By Rashad Abu Dawood 

 A long time ago when our mom wanted to send us to sleep she would always tell us the story of the ‘oil jar’.

She would start by saying: Should I tell you about the oil jar? We’d say in one voice: Yes, tell us. She would repeat: Should I tell you it or not…the story of the oil can and we would plead again: Yes. But every time, the affirmation would sink lower as we would yawn incessantly till we fell sleep.

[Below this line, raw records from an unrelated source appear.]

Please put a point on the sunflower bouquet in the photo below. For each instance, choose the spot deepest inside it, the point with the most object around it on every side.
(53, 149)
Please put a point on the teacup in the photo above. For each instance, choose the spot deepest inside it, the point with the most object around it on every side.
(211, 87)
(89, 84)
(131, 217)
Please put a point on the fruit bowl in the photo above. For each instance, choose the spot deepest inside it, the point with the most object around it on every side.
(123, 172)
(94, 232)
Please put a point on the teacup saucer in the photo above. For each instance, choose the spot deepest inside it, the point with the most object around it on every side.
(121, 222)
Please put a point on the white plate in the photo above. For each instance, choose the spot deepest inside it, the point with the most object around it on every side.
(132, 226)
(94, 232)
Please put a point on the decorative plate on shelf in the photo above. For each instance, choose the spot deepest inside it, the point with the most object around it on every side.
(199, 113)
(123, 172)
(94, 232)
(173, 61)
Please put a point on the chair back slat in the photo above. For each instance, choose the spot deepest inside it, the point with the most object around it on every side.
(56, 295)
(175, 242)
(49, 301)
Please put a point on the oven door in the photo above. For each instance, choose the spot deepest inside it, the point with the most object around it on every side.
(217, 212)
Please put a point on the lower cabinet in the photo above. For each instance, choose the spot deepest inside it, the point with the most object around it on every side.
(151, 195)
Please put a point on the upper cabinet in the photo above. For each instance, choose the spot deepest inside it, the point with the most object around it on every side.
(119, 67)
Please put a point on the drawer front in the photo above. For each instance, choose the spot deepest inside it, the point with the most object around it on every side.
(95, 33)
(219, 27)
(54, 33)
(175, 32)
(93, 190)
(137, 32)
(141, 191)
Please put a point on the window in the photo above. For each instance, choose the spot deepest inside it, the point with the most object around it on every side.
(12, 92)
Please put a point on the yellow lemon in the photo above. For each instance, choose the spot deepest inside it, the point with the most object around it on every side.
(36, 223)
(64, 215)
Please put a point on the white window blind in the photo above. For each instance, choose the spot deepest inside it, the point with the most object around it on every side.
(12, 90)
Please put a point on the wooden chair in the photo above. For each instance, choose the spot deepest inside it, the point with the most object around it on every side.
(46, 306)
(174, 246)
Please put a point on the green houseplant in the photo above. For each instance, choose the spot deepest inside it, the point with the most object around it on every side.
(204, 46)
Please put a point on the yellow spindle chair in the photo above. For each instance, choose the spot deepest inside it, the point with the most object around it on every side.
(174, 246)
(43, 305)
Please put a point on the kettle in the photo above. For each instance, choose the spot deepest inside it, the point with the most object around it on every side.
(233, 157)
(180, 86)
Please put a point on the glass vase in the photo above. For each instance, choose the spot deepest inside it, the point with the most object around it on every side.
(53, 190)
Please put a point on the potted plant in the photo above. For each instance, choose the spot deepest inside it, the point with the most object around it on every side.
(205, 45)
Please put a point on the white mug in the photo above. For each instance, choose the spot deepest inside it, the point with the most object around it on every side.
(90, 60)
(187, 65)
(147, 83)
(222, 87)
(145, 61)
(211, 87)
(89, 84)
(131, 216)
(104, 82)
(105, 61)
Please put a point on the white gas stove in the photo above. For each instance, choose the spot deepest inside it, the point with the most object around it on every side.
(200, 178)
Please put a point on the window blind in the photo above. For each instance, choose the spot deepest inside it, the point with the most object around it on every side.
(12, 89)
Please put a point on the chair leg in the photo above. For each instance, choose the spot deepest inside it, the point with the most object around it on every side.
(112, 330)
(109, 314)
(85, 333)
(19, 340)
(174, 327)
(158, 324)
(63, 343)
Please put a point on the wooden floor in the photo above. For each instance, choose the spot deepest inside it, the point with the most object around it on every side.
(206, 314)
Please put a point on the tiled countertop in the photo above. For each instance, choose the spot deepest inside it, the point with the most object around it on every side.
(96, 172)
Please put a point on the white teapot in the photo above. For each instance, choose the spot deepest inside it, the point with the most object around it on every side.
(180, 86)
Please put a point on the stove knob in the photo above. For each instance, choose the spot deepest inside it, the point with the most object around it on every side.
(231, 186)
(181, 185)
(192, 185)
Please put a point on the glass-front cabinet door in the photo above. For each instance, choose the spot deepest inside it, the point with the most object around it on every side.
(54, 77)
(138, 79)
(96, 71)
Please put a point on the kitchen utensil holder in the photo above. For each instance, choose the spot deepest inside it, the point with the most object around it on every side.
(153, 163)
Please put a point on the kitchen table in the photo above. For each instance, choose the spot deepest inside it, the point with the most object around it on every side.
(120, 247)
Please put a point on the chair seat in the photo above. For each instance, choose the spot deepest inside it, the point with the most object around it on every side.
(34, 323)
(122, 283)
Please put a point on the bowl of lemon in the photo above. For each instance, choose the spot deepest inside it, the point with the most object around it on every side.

https://www.addustour.com/articles/1521982

As we grew up we found there was no story to tell, she would repeat the oil jar tale so that we forget and go to sleep. I remember the story as I follow the news on the Trump’s mysterious 20-point plan on Gaza; there is no point among the 20 that are clear except the one on the handover of the hostages. The rest need astrologers and psychologists to decipher.

And there are others that say the plan is a “Trumpian trap” coordinated with Benjamin Netanyahu to free the hostages from the grip of Hamas while there there is no exact date for the Israeli withdrawal from Gaza, no time detail for the entry of aid to the enclave to help the starving people and most important there are no guarantees to the Palestinian side that everything would be ok.

The only guarantee is that of Trump; there is no UN, no Russia, no China, the biggest powers on the international scene. There is no Security Council whose Article 7 emphasizes the use of military force against the party that opposes the execution of the agreement.

Unfortunately, the US president is not a man of his word. He says something and says the exact opposite the same day and even in the same sentence. This what is the meaning of “peace through strength?” We understand that peace is derived through negotiations; And what about the meaning of “Hamas must agree are face the gates of hell”.

Gaza has experienced: Trump has not kept to his promises for when the US hostage Eidan Alexander was released last May Trump praised the Hamas step, regarding it as a goodwill gesture towards the US. He saw the release as a “historic day” on the way to end the barbaric war on Gaza.

But what happened to this historic day as described by the US president? The Netanyahu government become a wild beast with the Israeli army killing on average 100 Palestinians a day and with those injured double that number not to say anything about the starvation of tens of thousands.

The Israeli army increased its force on the enclave, invaded Gaza City and today it controls 80 percent of the enclave. We have no choice but to pretend that we believe in Trump and see what’s going to happen next and have to wait to see the outcome of his statements as the fairytale about the oil jar.